Parity
1. Introduction
Parity of a word is defined as 1
if there are an odd number of 1-bits in the
word, and 0
otherwise.
Examples:
Word | Number of 1-bits | Even or odd | Parity |
---|---|---|---|
1011 | 3 | odd | 1 |
1000010000 | 2 | even | 0 |
11 | 2 | even | 0 |
11111 | 5 | odd | 1 |
2. Problem statement
Design an algorithm for computing the parity of a large number of 64-bit words (Aziz et al., 2018, p. 27).
3. Insights
Consider the simple case of the single bit. Computing the parity here is simple as there is nothing more to do. That is, the parity of a 1-bit is 1, and the parity of a 0-bit is 0.
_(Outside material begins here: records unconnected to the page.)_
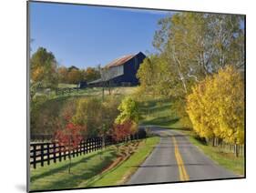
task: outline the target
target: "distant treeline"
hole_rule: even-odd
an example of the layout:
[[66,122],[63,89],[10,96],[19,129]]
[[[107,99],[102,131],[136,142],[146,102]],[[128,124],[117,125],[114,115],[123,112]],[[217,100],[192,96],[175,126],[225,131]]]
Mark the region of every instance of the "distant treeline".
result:
[[66,67],[57,65],[56,56],[44,47],[39,47],[30,59],[31,83],[42,87],[56,87],[59,83],[77,84],[100,77],[100,66],[79,69],[75,66]]

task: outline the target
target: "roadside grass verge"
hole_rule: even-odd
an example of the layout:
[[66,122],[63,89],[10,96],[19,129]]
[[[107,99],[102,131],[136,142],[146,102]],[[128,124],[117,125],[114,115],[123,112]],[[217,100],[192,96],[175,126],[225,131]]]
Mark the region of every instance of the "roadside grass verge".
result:
[[[68,159],[38,167],[36,169],[31,168],[30,190],[86,188],[92,184],[117,185],[124,177],[137,169],[157,142],[158,137],[149,137],[121,144],[118,148],[111,146],[102,151],[72,157],[71,174],[68,174]],[[107,178],[106,174],[108,174]]]
[[30,168],[30,190],[78,187],[84,180],[98,174],[118,157],[114,147],[104,149],[101,158],[98,153],[99,151],[96,151],[72,158],[71,174],[68,174],[68,159],[36,169]]
[[211,147],[204,144],[195,137],[192,131],[182,131],[187,134],[189,141],[200,147],[205,155],[210,157],[213,161],[217,162],[223,168],[238,174],[239,176],[244,176],[244,157],[235,157],[233,153],[225,153],[218,147]]
[[159,142],[159,137],[152,137],[142,140],[138,149],[118,167],[96,176],[87,187],[117,186],[124,184],[138,169],[154,147]]

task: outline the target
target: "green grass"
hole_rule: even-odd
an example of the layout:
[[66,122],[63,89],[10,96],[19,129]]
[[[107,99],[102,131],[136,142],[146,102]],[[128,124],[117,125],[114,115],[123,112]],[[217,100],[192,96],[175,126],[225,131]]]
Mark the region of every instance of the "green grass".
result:
[[77,87],[77,85],[76,84],[65,84],[65,83],[59,83],[57,85],[57,87],[63,88],[63,87]]
[[146,141],[144,140],[144,142],[140,143],[138,148],[128,159],[119,164],[117,168],[96,176],[87,186],[101,187],[123,184],[143,163],[159,141],[159,137],[147,138]]
[[213,161],[225,168],[233,171],[235,174],[244,176],[244,157],[236,157],[232,153],[221,152],[220,148],[211,147],[198,140],[191,131],[183,131],[188,135],[189,141],[200,147],[205,155],[210,157]]
[[109,171],[106,170],[103,173],[102,171],[120,157],[120,155],[130,149],[129,147],[134,147],[138,142],[122,144],[119,152],[114,146],[105,148],[101,158],[100,151],[74,157],[71,162],[71,174],[68,174],[69,160],[51,163],[45,167],[37,166],[36,169],[31,168],[30,190],[118,185],[124,177],[128,177],[137,169],[158,142],[158,137],[139,140],[139,146],[138,149],[135,148],[135,153]]
[[145,126],[154,125],[182,131],[188,134],[191,143],[199,147],[205,155],[216,163],[238,175],[244,175],[243,157],[236,157],[232,153],[221,152],[219,147],[208,146],[197,140],[193,133],[183,127],[171,107],[171,99],[148,99],[139,102],[139,109],[142,117],[141,124]]
[[72,188],[97,175],[118,157],[115,147],[104,149],[102,159],[97,152],[72,158],[71,174],[68,160],[31,168],[30,190]]

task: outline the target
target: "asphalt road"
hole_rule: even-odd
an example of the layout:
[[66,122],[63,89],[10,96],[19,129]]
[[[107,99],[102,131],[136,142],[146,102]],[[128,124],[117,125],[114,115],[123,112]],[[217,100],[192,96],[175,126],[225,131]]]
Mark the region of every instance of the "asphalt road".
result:
[[180,132],[160,127],[151,131],[160,141],[127,184],[238,178],[210,160]]

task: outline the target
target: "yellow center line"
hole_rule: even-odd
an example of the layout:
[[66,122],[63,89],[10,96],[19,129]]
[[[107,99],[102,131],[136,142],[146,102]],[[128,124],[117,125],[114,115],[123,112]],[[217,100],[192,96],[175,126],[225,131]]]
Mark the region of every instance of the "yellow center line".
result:
[[181,181],[188,181],[188,180],[189,180],[189,177],[186,171],[184,162],[183,162],[180,153],[179,151],[178,143],[177,143],[174,136],[172,137],[172,139],[173,139],[173,143],[174,143],[175,157],[176,157],[177,164],[179,167],[179,179]]

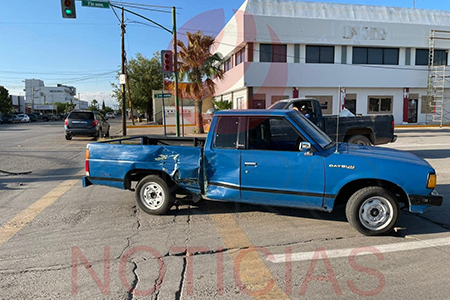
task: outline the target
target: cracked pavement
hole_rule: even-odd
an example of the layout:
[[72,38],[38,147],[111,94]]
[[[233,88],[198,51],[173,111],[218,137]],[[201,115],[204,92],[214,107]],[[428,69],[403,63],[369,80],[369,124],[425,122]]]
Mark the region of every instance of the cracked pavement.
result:
[[[61,128],[62,123],[0,127],[1,169],[32,171],[0,174],[1,225],[61,182],[81,178],[84,149],[91,140],[67,142]],[[80,182],[0,245],[0,299],[264,299],[250,295],[252,286],[244,280],[263,271],[248,275],[249,270],[241,268],[236,273],[237,257],[254,249],[269,271],[264,274],[291,299],[359,299],[361,291],[376,291],[381,283],[371,298],[448,298],[449,246],[384,253],[382,259],[358,256],[356,262],[366,272],[355,269],[348,257],[333,258],[329,266],[339,290],[327,280],[311,281],[305,294],[302,285],[311,261],[275,264],[266,259],[267,253],[450,237],[449,130],[402,129],[397,134],[398,141],[387,147],[427,159],[437,170],[437,190],[445,200],[422,216],[403,212],[396,232],[388,236],[358,234],[346,222],[343,209],[329,214],[203,201],[151,216],[136,206],[130,191],[83,189]],[[250,255],[243,262],[246,259]],[[314,275],[327,274],[327,265],[317,262]],[[241,285],[237,279],[242,279]],[[269,278],[262,286],[266,282]]]

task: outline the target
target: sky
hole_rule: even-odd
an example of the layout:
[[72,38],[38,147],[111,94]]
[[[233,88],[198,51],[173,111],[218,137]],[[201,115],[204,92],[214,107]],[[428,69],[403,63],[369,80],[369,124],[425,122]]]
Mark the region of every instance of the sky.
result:
[[[177,7],[177,30],[202,30],[216,35],[243,0],[116,0],[112,3],[144,15],[171,29],[170,9],[135,4]],[[414,0],[322,0],[311,2],[413,7]],[[131,5],[131,4],[133,5]],[[131,5],[131,6],[130,6]],[[416,0],[416,8],[450,11],[449,0]],[[169,13],[167,12],[169,11]],[[120,11],[116,10],[118,16]],[[41,79],[45,86],[75,86],[81,100],[96,99],[114,107],[111,83],[118,83],[121,37],[112,9],[90,8],[76,3],[76,19],[63,19],[60,0],[0,0],[0,86],[10,95],[25,95],[25,79]],[[172,36],[125,13],[127,58],[137,53],[152,57],[170,47]],[[78,95],[77,95],[78,96]]]

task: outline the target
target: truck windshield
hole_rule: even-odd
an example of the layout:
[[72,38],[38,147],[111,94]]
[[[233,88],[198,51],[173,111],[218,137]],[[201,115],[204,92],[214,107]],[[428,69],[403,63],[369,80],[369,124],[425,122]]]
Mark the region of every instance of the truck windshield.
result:
[[322,149],[327,149],[334,145],[334,141],[330,139],[325,132],[320,130],[313,122],[301,116],[299,113],[291,113],[290,117],[300,126],[306,133],[317,143]]

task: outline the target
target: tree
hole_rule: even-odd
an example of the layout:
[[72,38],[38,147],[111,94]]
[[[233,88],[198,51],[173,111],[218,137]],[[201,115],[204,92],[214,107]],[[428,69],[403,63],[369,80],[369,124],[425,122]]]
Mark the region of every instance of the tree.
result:
[[[152,92],[162,89],[163,84],[159,52],[155,52],[150,59],[140,53],[136,54],[135,58],[128,60],[127,71],[133,109],[151,113],[153,109]],[[121,104],[120,86],[112,84],[112,87],[112,96]],[[129,108],[128,103],[126,103],[126,107]]]
[[178,62],[180,79],[186,81],[185,93],[195,100],[195,126],[196,132],[203,133],[202,102],[205,91],[214,95],[216,84],[213,79],[223,78],[220,68],[222,58],[218,53],[212,54],[211,47],[214,38],[203,35],[199,30],[196,33],[186,33],[188,45],[178,41],[180,47]]
[[9,92],[0,85],[0,112],[3,115],[9,114],[12,111],[12,103],[9,99]]
[[98,109],[98,101],[97,100],[92,100],[91,101],[91,106],[95,106],[96,107],[96,109]]

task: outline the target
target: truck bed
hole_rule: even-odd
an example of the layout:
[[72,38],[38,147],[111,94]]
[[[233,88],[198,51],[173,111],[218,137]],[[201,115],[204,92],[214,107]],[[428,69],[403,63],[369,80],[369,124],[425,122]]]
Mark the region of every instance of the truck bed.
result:
[[200,193],[205,139],[135,136],[92,143],[89,181],[130,189],[145,170],[168,174],[179,187]]
[[130,144],[130,145],[161,145],[161,146],[189,146],[203,147],[205,137],[167,137],[158,135],[138,135],[129,138],[118,138],[101,141],[103,144]]
[[[339,117],[339,142],[346,137],[361,134],[369,138],[374,145],[393,142],[392,115],[370,115]],[[323,116],[324,131],[336,139],[337,116]]]

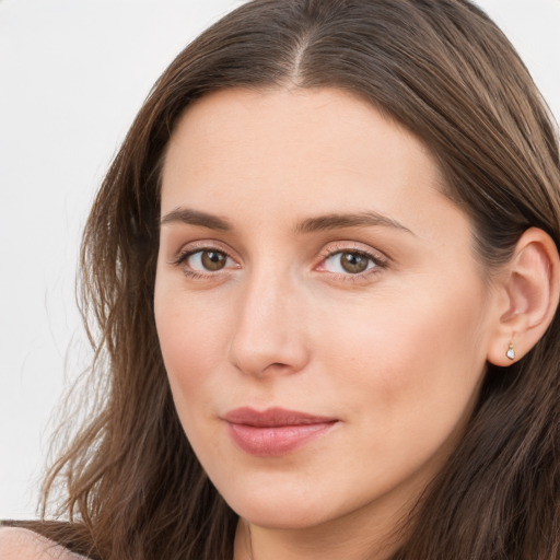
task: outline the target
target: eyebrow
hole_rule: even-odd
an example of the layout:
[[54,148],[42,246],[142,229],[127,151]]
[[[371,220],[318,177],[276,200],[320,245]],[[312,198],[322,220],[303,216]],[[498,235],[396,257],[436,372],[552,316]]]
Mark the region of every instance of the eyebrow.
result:
[[357,228],[384,225],[395,228],[413,235],[412,231],[397,222],[393,218],[380,214],[377,212],[358,212],[358,213],[331,213],[308,218],[295,226],[296,233],[313,233],[318,231],[336,230],[339,228]]
[[[166,213],[160,224],[185,223],[190,225],[199,225],[209,230],[219,230],[229,232],[233,230],[232,224],[224,218],[214,214],[192,210],[189,208],[176,208]],[[401,230],[413,235],[412,231],[397,222],[393,218],[380,214],[377,212],[357,212],[357,213],[330,213],[307,218],[299,222],[294,231],[295,233],[313,233],[319,231],[337,230],[340,228],[359,228],[359,226],[387,226]]]
[[228,220],[207,212],[200,212],[199,210],[191,210],[189,208],[176,208],[175,210],[172,210],[161,219],[160,225],[177,222],[201,225],[209,230],[220,230],[223,232],[232,230],[232,225]]

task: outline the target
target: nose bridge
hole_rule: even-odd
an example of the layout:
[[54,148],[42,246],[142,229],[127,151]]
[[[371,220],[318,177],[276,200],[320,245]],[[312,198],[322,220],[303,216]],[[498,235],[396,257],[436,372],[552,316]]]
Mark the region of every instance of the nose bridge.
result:
[[307,349],[298,323],[298,290],[285,266],[247,273],[230,343],[230,361],[242,372],[301,370]]

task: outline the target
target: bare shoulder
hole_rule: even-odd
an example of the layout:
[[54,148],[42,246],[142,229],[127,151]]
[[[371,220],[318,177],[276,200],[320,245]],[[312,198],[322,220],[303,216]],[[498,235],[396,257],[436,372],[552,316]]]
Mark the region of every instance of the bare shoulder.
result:
[[21,527],[0,527],[0,560],[78,560],[54,540]]

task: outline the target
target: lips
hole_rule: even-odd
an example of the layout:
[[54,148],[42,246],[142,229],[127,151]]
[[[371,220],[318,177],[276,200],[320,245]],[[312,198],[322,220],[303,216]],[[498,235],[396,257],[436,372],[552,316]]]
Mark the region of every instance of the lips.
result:
[[338,422],[336,418],[283,408],[257,411],[248,407],[231,410],[223,420],[234,443],[258,457],[277,457],[295,451],[326,434]]

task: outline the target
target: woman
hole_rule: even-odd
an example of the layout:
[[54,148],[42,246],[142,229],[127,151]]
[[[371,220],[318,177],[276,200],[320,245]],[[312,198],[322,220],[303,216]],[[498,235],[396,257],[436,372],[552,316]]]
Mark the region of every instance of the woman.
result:
[[558,558],[559,184],[470,3],[235,10],[94,205],[104,401],[46,481],[70,523],[27,527],[103,560]]

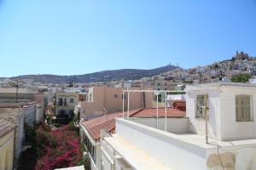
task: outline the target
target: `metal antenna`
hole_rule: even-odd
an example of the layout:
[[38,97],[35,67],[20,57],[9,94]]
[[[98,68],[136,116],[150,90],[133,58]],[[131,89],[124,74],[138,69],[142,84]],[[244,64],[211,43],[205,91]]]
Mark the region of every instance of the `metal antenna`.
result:
[[15,86],[15,88],[16,88],[16,103],[18,103],[19,79],[16,79],[15,82],[16,82],[16,86]]

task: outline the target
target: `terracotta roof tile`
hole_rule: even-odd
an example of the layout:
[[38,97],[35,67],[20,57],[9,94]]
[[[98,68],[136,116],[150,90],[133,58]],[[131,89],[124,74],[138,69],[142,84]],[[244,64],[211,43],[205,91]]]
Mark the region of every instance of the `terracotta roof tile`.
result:
[[14,129],[15,127],[15,126],[9,122],[4,119],[0,119],[0,137],[8,133],[9,131]]
[[[126,116],[127,112],[125,113]],[[167,117],[183,117],[186,113],[178,110],[167,108]],[[99,141],[101,138],[101,130],[106,130],[108,133],[115,132],[115,118],[122,117],[123,112],[112,113],[102,116],[84,121],[83,126],[86,128],[90,136]],[[156,109],[139,109],[130,111],[131,117],[155,117]],[[166,116],[165,108],[159,108],[159,116]]]
[[[176,109],[167,108],[166,110],[167,117],[183,117],[186,116],[184,111],[181,111]],[[133,114],[132,117],[156,117],[157,116],[157,109],[143,109],[141,111],[138,111]],[[166,116],[166,108],[159,108],[158,110],[159,117]]]

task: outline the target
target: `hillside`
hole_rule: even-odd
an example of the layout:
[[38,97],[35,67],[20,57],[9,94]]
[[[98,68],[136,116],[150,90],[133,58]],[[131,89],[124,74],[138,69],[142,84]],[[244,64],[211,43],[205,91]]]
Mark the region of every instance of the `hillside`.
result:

Now consider the next-simplest case of 2-bit words. There are 4 possible 2-bit
words, 00
, 11
, 01
, and 10
. We can compute the parity by looking at a
2-bit word as 2 separate 1-bit words. So in this case we can split up the 2-bit
word into A and B, the high-order and low-order bits, respectively. Then comes
the trick — we can use the bitwise XOR (exclusive OR) instruction of A XOR B
to compute the parity of the original 2-bit word.
2-bit word | Parity | A | B | A XOR B |
---|---|---|---|---|
00 | 0 | 0 | 0 | 0 |
11 | 0 | 1 | 1 | 0 |
01 | 1 | 0 | 1 | 1 |
10 | 1 | 1 | 0 | 1 |
Seen another way, the XOR instruction can cancel out even numbers of bits (zeros them out) in a larger word. As you can imagine, we can use this property to compute the parity of 4-bit words, 8-bit words, etc.
4. Solutions
4.1. Brute force
This approach just computes the parity of a single word by examining every bit in the word. It also uses bitwise XOR to only store 1 or 0 (instead of actually storing the actual number of bits). Because of the way XOR works, when the number of bits is odd (starting with the very first 1-bit), the parity is set to 1. Then if another 1-bit comes along (even) it is XOR-ed against the previously-calculated parity bit 1 to become 0. Then if another bit (odd) comes along, the 0 is XOR-ed against it to become 1 again, and so forth.
The space complexity is \(O(1)\) because we only store 0 or 1 for the parity bit. The time complexity is \(O(n)\) where \(n\) is the word size.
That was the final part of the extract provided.